The report about the program was the biggest part of the Kaspersky Security Analyst Summit (SAS) this month. The firm’s researchers identified an advanced persistent threat (APT) – a term that usually describes a well-organized and trained group of hackers operating on a regular basis and possibly on behalf of a state government – that found a way to compromise various devises through routers. The attack was described as “remarkable and, to the best of our knowledge, unique” by Kaspersky researchers.
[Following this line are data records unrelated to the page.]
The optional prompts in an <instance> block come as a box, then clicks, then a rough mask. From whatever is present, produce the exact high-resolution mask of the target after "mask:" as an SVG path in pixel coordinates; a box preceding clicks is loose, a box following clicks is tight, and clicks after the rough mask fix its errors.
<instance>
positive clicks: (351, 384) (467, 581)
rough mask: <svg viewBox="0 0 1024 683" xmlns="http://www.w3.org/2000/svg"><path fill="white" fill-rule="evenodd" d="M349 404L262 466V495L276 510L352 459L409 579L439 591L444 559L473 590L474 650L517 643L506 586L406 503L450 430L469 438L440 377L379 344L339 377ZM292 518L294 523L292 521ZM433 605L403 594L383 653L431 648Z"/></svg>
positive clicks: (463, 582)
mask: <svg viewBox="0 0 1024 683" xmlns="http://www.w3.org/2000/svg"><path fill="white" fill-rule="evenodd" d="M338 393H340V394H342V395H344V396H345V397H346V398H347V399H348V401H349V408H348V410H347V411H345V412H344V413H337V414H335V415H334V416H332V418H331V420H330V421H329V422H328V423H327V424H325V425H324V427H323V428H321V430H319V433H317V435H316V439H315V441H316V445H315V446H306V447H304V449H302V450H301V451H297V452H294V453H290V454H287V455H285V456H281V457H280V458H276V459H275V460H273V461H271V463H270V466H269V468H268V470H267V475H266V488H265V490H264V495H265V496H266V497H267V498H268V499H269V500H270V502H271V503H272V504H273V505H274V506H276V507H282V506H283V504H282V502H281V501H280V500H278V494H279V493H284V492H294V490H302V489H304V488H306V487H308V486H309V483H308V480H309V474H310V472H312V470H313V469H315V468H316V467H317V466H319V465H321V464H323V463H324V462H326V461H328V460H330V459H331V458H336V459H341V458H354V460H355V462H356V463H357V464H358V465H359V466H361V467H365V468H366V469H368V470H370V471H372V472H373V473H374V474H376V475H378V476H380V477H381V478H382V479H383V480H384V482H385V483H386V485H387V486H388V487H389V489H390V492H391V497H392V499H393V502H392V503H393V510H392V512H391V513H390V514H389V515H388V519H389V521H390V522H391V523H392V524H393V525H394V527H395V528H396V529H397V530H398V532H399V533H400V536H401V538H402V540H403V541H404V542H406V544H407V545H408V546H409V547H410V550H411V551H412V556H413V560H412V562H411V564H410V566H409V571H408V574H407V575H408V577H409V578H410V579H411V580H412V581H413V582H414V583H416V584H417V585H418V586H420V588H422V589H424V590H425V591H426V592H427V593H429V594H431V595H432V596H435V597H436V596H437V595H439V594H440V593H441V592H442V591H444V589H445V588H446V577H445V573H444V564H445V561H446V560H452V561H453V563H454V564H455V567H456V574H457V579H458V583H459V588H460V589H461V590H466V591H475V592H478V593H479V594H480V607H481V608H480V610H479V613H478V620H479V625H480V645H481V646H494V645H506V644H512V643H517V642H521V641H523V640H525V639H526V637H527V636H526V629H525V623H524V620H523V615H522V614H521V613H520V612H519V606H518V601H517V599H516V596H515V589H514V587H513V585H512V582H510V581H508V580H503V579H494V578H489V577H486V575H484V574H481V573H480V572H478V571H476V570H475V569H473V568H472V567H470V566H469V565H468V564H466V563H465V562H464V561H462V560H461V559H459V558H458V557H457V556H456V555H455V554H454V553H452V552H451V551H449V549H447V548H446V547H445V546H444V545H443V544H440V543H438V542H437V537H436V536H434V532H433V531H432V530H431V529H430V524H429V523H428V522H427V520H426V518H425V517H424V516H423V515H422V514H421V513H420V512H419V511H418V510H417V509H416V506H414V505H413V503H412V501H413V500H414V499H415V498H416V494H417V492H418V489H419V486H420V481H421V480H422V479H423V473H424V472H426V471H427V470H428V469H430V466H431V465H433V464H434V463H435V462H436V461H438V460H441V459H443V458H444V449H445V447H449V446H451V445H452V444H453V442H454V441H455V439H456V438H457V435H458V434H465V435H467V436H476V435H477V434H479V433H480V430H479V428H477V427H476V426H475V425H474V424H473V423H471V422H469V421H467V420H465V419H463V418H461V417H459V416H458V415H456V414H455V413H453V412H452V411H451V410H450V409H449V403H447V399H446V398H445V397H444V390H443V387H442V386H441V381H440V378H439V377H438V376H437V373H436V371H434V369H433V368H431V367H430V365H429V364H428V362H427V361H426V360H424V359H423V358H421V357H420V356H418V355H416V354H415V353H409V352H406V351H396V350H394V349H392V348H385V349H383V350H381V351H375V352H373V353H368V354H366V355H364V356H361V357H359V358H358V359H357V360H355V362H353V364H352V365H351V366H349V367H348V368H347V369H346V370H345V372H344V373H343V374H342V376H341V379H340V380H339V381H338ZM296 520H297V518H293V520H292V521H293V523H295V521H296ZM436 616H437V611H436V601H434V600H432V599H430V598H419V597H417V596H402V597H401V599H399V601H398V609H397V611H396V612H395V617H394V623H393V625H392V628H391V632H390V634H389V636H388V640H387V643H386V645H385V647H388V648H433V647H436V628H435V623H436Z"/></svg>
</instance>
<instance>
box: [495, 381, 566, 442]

The company failed to identify how the routers themselves were infected. But they were used to inject malware into computers. The attack replaced one of the Windows libraries with a malicious one, and then used it to download and install two distinct pieces of malware called Cahnadr and GollumApp, which Kaspersky described as “masterpieces of cyberespionage art.” Combined, the two gave virtually unrestricted access to an attacked computer, harvesting screenshots, key strokes, network traffic, USB connections, clipboard content, and many other things.
The people behind Slingshot also took serious measures to protect their malware from being detected. For example, it can shut down its own components before being exposed by anti-viral software. It also runs its own file system to remain hidden from the computer-operating system, and blocks disc defragmentation to avoid being damaged by the process.
Kaspersky Lab said it has found around 100 victims of Slingshot and its related modules in Kenya, Yemen, Afghanistan, Libya, Congo, Jordan, Turkey, Iraq, Sudan, Somalia and Tanzania. Kenya and Yemen accounted for the majority of the cases. Most of the victims were individuals rather than organizations.
The company said they could not attribute the threat to a particular actor, but believed the people behind it to be “highly organized and professional and probably state-sponsored.” Text clues in the code suggested they were “English-speaking”.
The news report quotes unnamed former and current US intelligence officials, who said that Slingshot was an operation of the Joint Special Operations Command (JSOC), a component of SOCOM. Kaspersky Lab “burned” the program, which is believed to have been an anti-terrorist operation, leaving the American military without a valuable tool and potentially putting American lives at risk, the officials claimed.